How to Talk Over the Phone

The “How to” blog with Ruby Mendoza


Ruby Mendoza, Staff Writer

How to Talk Over the Phone

Talking to strangers over the phone or even through an email can be nerve-wracking. Texting is a much better option since thoughts can be changed before the other person receives the message. That is why I am providing the following tips and tricks to ease some of the stress. This advice may also come in handy if you are asked to make a phone call during a job interview.                                    
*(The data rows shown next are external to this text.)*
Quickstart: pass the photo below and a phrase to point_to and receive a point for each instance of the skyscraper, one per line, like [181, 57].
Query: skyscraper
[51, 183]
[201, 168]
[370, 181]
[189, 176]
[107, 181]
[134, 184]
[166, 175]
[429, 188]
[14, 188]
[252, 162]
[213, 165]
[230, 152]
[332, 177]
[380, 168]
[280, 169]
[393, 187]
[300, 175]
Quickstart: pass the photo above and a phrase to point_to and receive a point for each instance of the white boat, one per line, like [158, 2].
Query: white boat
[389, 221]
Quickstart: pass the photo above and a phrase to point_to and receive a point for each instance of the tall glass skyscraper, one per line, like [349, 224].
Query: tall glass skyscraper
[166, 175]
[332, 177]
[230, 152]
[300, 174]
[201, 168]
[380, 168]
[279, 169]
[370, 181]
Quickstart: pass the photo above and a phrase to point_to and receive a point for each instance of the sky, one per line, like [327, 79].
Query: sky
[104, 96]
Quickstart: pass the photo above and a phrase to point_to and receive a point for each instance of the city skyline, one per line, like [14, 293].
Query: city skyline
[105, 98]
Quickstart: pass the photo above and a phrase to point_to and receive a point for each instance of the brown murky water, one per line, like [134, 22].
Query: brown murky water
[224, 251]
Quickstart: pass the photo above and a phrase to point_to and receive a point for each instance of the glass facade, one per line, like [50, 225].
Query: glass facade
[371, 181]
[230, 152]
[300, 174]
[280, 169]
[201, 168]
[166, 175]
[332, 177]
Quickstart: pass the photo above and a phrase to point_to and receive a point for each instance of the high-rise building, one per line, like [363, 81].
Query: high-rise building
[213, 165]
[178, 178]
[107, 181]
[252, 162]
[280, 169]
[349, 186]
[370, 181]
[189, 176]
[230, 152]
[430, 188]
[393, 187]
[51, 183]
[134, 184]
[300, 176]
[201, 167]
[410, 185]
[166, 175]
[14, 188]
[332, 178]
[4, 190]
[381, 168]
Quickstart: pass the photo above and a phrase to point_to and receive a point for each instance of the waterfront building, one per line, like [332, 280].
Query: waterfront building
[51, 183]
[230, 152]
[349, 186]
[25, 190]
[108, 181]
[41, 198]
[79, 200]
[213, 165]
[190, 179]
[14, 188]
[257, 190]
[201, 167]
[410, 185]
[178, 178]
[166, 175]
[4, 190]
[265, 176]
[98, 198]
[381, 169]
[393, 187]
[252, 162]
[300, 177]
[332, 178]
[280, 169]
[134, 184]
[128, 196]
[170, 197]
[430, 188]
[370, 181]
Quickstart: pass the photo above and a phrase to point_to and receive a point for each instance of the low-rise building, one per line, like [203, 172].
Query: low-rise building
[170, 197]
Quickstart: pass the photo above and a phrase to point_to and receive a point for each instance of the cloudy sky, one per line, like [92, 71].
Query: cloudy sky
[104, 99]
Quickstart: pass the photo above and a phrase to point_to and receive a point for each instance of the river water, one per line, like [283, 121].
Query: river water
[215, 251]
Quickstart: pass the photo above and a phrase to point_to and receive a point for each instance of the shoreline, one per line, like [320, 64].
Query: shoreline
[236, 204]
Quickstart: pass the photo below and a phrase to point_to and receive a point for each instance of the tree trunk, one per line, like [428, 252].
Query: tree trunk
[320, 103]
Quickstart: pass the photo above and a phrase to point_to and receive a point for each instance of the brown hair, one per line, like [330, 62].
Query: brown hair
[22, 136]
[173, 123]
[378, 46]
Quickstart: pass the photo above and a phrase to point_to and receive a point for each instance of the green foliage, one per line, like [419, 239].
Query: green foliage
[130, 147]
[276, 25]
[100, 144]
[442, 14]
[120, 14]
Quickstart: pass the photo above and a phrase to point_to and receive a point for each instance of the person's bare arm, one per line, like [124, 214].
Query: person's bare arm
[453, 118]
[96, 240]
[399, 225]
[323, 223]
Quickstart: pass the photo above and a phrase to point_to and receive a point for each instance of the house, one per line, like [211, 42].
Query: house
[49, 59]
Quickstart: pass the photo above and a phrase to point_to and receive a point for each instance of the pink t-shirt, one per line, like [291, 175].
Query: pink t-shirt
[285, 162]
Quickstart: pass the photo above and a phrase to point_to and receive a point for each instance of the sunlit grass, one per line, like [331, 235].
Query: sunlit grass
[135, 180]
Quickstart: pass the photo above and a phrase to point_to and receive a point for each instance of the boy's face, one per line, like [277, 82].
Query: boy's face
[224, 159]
These may be common sense to most when talking to a client, but some do not know when they first start out. So here are some things not to do when making a phone call and some suggestions for what to do instead:

  1. Eat food

  2. Drink Beverage

The person on the other end of the line is never going to be pleased to hear you chewing and swallowing, so it is best to eat your lunch before or after the call.

   3. Slouch

Your posture can also be heard over the phone. If you slouch in your chair when you talk, then you are going to sound uninterested in the conversation. This will make a bad impression on the client. So even if you don’t like your job, sit up straight and make a good first impression.                                                                        

  4. Mumble

Once the person on the end picks up the call, speak clearly and slowly. This makes it easier for both of you to understand each other. It is quite confusing when all the person hears is faint, quick, mumbling for them to respond to. So before you dial, take a deep breath and relax. There is really nothing else you can do if you are really shy. Know that communicating over the phone gets easier the more you do it.



You want to make sure the person on the other end of the line respects your call or email.  Since you do not have a personal relationship with the recipient, you should be polite and formal with your greeting. This can be as simple as saying “Good morning/afternoon/evening Sir/Madam…”. You can also replace sir/madam with the Mr./Ms.(Insert Last Name), if you know their last name.          


Do not forget to introduce yourself right away. Otherwise, the person will be uncomfortable not knowing with whom they are speaking. Along with your name, include your association with the business you work for. The client will feel more secure about talking with you once you have established your credibility. An example of this would be: “Hello, this is (Insert Name) from (Insert Business/Corporation Name)…”          


Before moving onto the reason for the phone call you may want to ask a simple question that will improve your first impression. After asking “How are you today?” and listening about their day you can assert the purpose of the call. The question is usually asked when you trying to track the client in order for them to go with the business’s/corporation’s service or goods. It is not necessarily bad if you can be straightforward and skip over this question to get straight to business. At this point, the conversation should flow easier and you should be able to get your message through to the person.


Final Remarks

As the conversation comes to end, you want to leave the person feeling good about the call. The following are some examples to say:

  1. “Thank you for calling (Insert Business/Corporation Name).”

  2. “It was a pleasure talking with you.”

  3. “Have a good day/afternoon/evening Mr./Ms. (Insert Name). Bye-Bye.”


Communication Failures

There are many things that could go wrong in a conversation, but these failures can easily be fixed.

If the person cannot hear you or vice versa, simply ask the person to repeat themselves or spell out the difficult name. Such as “Excuse me, I did not get what you said. Could you repeat please?”